- Developer: Napoleon Games
- Publisher: JRC Interactive
- Designer: Martin Matějka
- Composers: Martin Matějka Petr Klabík
- Platform: MS-DOS
- Release: June 1997
- Genre: Platform
- Mode: Single-player

= Colony 28 =

1997 video game

Colony 28 is a science fiction-themed platform game developed for MS-DOS by Napoleon Games and published by JRC Interactive in 1997.

==Plot==
Earth was attacked by aliens in 2013 and conquered in few weeks. Humanity was enslaved, and Earth was given the name Colony 28. Humans are turned into obedient androids who work for the aliens. Five years later, the protagonist of the game, which is turned into a cyborg, preserves his memories due to a malfunction. He then turns against the aliens and helps the human resistance.

==Gameplay==
The game is a side-scrolling platform game. The player controls a combat robot and shoots enemies that try to destroy him. There are multiple tasks that player has to fulfill in every level.
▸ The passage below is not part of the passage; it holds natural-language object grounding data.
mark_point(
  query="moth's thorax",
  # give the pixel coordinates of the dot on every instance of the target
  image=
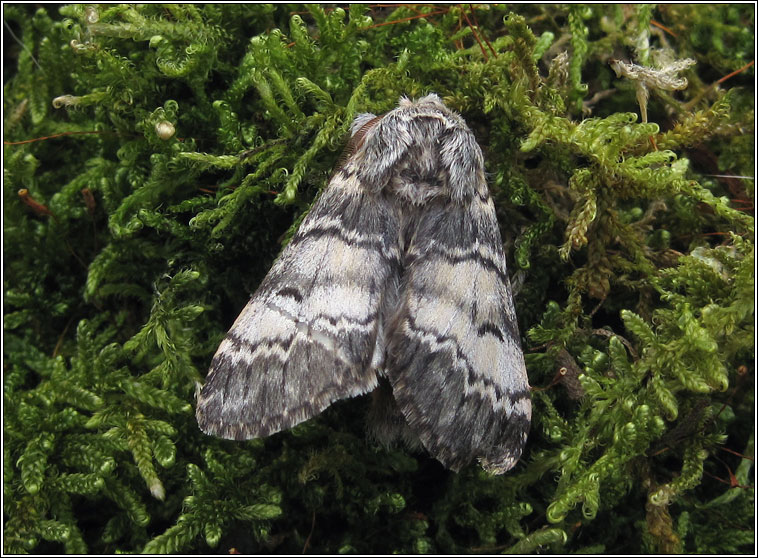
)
(418, 179)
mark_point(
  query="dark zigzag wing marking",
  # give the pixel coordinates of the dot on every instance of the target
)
(462, 388)
(309, 333)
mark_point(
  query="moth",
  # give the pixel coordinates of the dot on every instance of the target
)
(395, 283)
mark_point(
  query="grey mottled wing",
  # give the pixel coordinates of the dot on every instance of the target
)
(309, 335)
(454, 358)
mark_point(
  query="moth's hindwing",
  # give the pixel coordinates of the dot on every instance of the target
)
(310, 332)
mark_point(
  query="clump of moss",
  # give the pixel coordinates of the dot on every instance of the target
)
(157, 158)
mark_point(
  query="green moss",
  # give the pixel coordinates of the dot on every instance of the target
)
(132, 252)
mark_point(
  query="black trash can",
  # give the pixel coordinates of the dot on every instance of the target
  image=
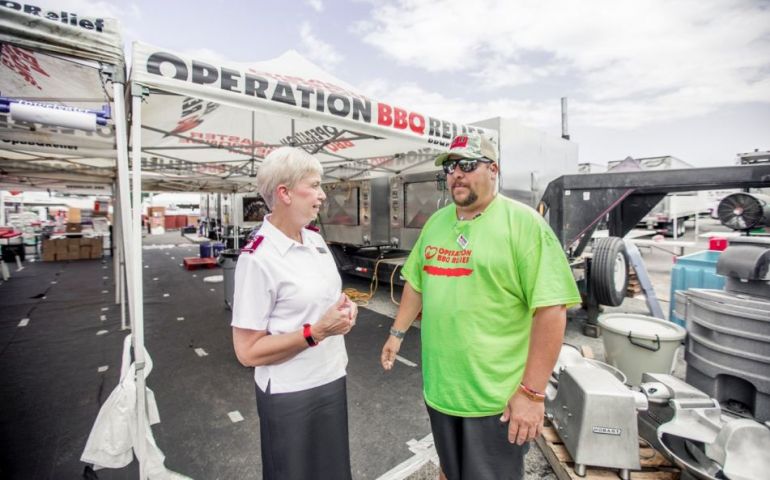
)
(227, 259)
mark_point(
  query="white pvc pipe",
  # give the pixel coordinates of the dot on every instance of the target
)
(138, 324)
(115, 249)
(134, 275)
(124, 204)
(120, 258)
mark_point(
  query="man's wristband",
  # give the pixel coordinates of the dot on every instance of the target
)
(531, 394)
(399, 334)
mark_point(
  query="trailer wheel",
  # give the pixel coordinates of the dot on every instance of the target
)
(609, 271)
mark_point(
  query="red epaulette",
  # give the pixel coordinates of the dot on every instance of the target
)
(251, 247)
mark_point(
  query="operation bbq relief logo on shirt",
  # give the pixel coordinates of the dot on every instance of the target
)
(442, 262)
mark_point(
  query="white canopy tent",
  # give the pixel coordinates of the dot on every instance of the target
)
(63, 127)
(206, 125)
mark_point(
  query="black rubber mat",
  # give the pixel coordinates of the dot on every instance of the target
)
(51, 390)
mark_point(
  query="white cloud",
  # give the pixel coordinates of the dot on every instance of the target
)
(624, 63)
(414, 97)
(208, 54)
(316, 5)
(316, 49)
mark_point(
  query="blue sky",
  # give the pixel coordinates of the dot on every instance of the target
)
(689, 78)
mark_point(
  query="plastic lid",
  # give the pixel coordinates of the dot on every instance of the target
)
(641, 326)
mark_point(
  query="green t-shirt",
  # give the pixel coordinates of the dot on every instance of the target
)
(481, 281)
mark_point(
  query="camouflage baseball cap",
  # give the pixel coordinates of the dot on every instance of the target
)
(469, 145)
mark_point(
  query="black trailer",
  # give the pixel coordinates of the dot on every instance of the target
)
(576, 204)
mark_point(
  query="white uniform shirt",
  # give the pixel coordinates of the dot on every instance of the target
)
(280, 286)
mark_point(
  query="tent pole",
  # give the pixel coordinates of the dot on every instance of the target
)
(121, 258)
(138, 324)
(123, 202)
(114, 246)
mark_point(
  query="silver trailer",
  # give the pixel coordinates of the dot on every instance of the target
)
(356, 213)
(392, 211)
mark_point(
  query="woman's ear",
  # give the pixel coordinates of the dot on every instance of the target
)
(284, 195)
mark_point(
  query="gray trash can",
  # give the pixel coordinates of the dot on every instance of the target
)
(228, 259)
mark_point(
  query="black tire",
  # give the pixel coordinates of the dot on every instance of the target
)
(609, 271)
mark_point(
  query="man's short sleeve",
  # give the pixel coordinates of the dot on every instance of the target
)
(254, 296)
(412, 269)
(545, 272)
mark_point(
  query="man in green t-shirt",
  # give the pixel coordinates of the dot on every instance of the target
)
(493, 285)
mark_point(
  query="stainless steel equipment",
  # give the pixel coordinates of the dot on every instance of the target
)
(689, 427)
(356, 212)
(728, 341)
(594, 414)
(413, 199)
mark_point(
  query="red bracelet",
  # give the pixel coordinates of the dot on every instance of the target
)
(308, 335)
(533, 395)
(532, 391)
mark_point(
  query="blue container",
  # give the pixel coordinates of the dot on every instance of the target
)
(697, 270)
Once they complete the tasks, they move to the next level.

==Development==
The game was developed by team called 5th Dimension led by Martin Matějka. Matějka met Jindřich Rohlík during development, and 5th Dimension joined Rohlík's Napoleon Games. Napoleon Games finished the game in 1997. Colony 28 is inspired by games such as Another World and Flashback.

==Reception==
The game has received mostly positive reviews. Petr Bulíř of Level gave the game a score of 60%. He stated that the game is similar to Flashback. He noted game's high difficulty. Bulíř praised game's atmosphere and music, but was critical of its animations and graphics. He also praised the story, particularly its ending.